Israel has not claimed responsibility for the assassination, but has said it has killed other high-ranking leaders, including Hamas deputy leader Saleh al-Arouri, who was killed in Beirut, and Mohammed Deif, the movement’s military commander.
Born in a refugee camp in the southern Gaza city of Khan Younis, Sinwar, 61, was elected Hamas leader in Gaza in 2017 after earning a reputation among Palestinians as a ruthless executioner and an implacable enemy of Israel.
Israel’s chief military spokesman, Rear Admiral Daniel Hagari, blamed Sinwar for the October 7 attack and said Israel would continue to pursue him.
“There is only one place for Yahya Sinwar, and that is next to Mohammed Deif and the rest of the October 7 terrorists,” he told Al-Arabiya television, according to a statement released by the army. “That is the only place we are preparing and intending for him.”
UNIT
In a sign that the movement had united around Sinwar’s choice, senior movement sources said that Khaled Meshaal, a former leader who had been seen as a potential successor to Haniyeh, had supported Sinwar “out of loyalty to Gaza and its people, who are fighting the battle of the Al-Aqsa flood.”
For Israel, the appointment confirms Hamas as an enemy bent on its destruction and is likely to strengthen Prime Minister Benjamin Netanyahu’s insistence that Israel must pursue its campaign in Gaza to the full.
Ten months after thousands of Hamas-led fighters launched a surprise attack on Israeli communities around the Gaza Strip in the early morning hours of October 7, the war has shaken the Middle East and threatens to escalate into a broader regional conflict.
Some 1,200 Israelis and foreigners have been killed and more than 250 have been taken hostage in Gaza.
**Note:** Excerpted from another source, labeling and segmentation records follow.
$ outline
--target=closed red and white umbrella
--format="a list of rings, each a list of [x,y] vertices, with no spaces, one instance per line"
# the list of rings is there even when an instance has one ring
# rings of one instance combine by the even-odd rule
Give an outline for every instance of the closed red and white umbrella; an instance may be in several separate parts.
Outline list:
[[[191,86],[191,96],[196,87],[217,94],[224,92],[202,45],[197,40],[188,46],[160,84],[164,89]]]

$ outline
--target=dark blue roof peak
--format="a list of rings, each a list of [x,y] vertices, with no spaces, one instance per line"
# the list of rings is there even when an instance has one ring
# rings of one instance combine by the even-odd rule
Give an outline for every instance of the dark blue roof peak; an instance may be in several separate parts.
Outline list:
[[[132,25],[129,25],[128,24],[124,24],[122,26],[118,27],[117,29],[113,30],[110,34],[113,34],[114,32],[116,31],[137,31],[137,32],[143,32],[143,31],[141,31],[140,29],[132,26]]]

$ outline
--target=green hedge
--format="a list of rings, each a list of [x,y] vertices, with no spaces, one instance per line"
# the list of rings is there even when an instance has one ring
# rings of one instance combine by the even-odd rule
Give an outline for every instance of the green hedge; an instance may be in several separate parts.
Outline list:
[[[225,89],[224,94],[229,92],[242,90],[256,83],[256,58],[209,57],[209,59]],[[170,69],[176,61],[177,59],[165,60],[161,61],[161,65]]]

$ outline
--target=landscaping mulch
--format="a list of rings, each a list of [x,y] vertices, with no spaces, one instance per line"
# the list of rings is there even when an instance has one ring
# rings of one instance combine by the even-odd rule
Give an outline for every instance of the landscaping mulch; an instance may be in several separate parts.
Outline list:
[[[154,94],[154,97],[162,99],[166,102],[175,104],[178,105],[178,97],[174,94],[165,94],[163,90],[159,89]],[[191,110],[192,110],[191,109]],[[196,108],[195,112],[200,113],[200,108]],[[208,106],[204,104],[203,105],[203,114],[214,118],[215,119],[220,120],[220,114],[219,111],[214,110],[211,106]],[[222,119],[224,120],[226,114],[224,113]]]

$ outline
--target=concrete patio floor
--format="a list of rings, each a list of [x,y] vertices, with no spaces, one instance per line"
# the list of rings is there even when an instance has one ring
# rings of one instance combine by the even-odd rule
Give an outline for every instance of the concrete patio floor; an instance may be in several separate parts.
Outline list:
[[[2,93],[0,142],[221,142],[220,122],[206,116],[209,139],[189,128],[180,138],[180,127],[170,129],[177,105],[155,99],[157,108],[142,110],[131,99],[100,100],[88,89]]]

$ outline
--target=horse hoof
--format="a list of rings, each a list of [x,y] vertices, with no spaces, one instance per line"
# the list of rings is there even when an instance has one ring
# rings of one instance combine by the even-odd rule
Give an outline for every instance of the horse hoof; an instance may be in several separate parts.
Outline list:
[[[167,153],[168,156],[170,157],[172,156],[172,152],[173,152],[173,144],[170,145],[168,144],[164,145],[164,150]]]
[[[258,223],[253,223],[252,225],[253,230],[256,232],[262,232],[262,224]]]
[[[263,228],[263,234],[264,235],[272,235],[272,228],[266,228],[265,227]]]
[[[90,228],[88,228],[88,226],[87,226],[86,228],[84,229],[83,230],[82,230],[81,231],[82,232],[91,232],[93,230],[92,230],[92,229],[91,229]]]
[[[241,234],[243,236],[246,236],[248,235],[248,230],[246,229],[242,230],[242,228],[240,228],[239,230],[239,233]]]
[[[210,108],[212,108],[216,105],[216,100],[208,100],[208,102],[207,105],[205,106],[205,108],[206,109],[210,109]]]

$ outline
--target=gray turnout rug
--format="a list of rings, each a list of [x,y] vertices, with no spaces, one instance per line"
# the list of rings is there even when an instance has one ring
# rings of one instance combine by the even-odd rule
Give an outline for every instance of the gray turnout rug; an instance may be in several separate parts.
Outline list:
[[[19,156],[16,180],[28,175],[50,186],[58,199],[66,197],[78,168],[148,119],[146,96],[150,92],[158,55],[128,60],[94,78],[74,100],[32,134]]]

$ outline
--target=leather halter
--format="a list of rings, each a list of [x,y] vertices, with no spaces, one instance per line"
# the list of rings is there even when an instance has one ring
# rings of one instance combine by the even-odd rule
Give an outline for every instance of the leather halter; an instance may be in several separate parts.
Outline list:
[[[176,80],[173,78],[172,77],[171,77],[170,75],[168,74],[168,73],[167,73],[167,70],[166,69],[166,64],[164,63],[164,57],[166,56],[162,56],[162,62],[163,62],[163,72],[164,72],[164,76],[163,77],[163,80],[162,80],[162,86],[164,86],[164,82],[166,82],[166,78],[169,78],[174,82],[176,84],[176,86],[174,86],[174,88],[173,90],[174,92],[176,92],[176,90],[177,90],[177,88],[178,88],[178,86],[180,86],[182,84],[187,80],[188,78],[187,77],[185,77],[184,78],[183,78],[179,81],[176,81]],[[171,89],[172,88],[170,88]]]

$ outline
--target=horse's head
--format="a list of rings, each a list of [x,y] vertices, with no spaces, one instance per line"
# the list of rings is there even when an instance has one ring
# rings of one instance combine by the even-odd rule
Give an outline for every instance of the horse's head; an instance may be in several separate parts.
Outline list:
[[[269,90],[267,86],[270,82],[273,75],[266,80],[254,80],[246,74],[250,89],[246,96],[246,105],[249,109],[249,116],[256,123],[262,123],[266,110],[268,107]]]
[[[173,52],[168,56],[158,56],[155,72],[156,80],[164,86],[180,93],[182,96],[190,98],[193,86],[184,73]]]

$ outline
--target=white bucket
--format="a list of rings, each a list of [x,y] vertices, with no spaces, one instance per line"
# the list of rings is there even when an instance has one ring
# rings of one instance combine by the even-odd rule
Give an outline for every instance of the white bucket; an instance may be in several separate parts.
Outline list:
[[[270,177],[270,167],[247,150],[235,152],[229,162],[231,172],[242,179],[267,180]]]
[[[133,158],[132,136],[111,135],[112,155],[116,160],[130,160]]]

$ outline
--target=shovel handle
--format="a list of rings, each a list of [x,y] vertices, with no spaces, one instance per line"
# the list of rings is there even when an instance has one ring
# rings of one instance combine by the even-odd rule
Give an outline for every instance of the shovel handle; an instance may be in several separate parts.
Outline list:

In response, Israel has launched a relentless campaign that has so far killed nearly 40,000 Palestinians and left the densely populated enclave in ruins.
Attempts to reach a ceasefire that would have given the exhausted population a respite and allowed the remaining hostages to return home have failed amid mutual recriminations from Hamas and Israel.
Hamas official Osama Hamdan told Al Jazeera that the movement remains committed to reaching an agreement and that the team that handled the negotiations under Haniyeh will continue under Sinwar, who he said is closely following the talks.
But Hani Al-Masri, a Ramallah-based political analyst, said Sinwar’s appointment as head of the movement as a whole represented a direct challenge to Israel and sent a message that Hamas was embracing its “extremist and resistant approach.”
“As Sinwar manages the negotiations, he will manage the movement,” he said.